Friday, July 24, 2009


This blog has been established for the participants in English 275, "Cormac McCarthy and the West," Summer Quarter, 2009 at the Ohio State University at Marion. On it, we will post contributions to the intellectual life of the class in a relatively informal way. Each of you will required to post, at minimum, once a week, but I would encourage you to post more often than that. You are also required to reply to one post written by a classmate each week, but again, I would encourage you to do better than that. As with all online forums, it will be what you make of it. I'll post relatively frequently, but as there are eighteen of you and there is only one of me, the majority of the discussion will be between you.

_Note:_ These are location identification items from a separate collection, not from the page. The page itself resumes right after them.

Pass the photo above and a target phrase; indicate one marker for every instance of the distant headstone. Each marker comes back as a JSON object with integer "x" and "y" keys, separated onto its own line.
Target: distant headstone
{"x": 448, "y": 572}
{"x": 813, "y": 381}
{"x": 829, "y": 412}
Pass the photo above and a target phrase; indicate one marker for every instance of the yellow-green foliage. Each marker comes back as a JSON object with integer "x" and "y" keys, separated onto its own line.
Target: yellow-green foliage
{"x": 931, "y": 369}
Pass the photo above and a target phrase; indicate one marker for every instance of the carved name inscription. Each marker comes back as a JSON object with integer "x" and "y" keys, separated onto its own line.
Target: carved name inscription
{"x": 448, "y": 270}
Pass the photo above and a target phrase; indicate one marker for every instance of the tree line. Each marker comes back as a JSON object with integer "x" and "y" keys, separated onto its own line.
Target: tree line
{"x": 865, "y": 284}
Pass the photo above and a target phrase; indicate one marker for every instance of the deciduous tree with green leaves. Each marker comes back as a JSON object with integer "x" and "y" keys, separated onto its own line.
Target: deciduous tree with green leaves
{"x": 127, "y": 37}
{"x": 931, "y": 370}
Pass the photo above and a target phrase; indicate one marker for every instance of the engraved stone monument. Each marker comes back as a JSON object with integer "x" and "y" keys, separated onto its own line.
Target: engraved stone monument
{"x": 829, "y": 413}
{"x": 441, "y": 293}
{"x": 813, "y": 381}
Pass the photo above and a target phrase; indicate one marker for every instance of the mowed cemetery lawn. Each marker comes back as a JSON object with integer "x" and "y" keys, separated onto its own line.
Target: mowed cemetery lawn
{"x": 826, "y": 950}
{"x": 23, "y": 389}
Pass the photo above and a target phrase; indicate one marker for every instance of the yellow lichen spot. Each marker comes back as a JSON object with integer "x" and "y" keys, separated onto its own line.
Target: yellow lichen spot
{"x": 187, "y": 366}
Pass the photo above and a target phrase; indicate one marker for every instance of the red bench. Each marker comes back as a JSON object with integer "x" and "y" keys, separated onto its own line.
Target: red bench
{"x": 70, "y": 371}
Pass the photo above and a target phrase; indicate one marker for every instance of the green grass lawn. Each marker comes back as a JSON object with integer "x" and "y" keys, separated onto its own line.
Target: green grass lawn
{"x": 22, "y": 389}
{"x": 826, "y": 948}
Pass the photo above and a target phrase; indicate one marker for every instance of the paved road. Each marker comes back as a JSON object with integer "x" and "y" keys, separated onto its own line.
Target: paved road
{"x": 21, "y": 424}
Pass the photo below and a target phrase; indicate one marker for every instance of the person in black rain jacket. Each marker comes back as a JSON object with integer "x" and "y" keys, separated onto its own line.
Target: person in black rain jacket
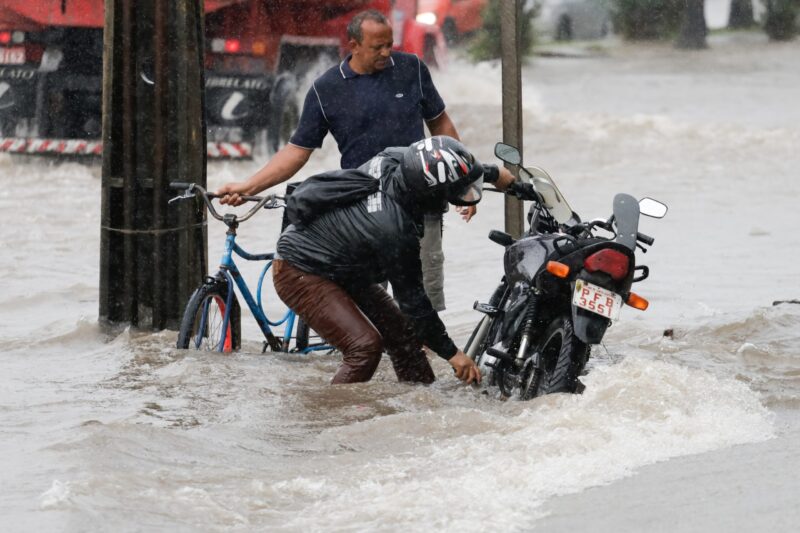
{"x": 352, "y": 230}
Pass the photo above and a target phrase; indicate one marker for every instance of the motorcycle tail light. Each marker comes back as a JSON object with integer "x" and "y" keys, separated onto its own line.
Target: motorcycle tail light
{"x": 610, "y": 261}
{"x": 559, "y": 270}
{"x": 636, "y": 301}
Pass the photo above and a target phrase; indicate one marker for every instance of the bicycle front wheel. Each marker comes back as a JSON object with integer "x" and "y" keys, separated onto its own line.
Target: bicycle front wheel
{"x": 203, "y": 319}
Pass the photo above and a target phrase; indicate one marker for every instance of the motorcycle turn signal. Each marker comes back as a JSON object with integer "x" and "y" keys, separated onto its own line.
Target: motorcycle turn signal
{"x": 559, "y": 270}
{"x": 636, "y": 301}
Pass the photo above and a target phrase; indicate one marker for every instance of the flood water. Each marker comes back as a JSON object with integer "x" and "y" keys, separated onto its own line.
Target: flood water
{"x": 119, "y": 431}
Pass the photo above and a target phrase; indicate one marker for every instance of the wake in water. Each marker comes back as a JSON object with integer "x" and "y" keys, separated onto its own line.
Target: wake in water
{"x": 469, "y": 459}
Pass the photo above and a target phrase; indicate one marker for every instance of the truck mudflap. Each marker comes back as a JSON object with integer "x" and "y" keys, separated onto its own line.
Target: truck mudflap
{"x": 91, "y": 148}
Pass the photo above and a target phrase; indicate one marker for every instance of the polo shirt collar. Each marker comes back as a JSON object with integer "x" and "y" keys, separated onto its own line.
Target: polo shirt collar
{"x": 347, "y": 72}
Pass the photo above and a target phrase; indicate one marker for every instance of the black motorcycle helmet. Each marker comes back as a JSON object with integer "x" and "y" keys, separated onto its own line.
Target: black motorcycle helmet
{"x": 441, "y": 168}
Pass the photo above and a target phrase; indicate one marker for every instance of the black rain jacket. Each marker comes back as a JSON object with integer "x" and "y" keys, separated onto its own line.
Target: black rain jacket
{"x": 361, "y": 226}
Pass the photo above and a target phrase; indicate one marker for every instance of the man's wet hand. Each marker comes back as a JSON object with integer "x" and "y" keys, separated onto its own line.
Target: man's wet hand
{"x": 465, "y": 368}
{"x": 230, "y": 194}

While the forum is informal and you may post anything you like here, I'd like for us to observe two simple rules. The first is that we are respectful of one another as human beings and holders of opinions. If you don't have something nice to say about someone, do it in person. Second, I want to see some actual thought put into the things you write here--postings written in a distracted state or solely to get credit for the bare minimum, once-per-week requirement will be recognized as such and will likely not get credit. Writing "I don't understand Blood Meridian" does not contribute to the intellectual life of the class; trying to understand or pointing out specific incomprehesible points would be much more productive. Writing "Pretty Horses is boring" doesn't contribute to the intellectual life of the class, but explaining what sorts of reference points one might use to show that the novel is boring or that boredom is a textual effect being created by specific techniques in the novel would be interesting to discuss. This is a place for you to press yourself to say interesting things about things you find interesting. You may suggest readings of scenes or characters, interpret symbols or figurative language, work out ideas for your response,critical or influence papers, raise questions, try to answer them, pursue ideas we leave short in class, raise new ideas or avenues of discussion--whatever you like. So long as there's thought behind what you write, pretty much everything is permitted--even allusions to Raskolnikov. Have a good time.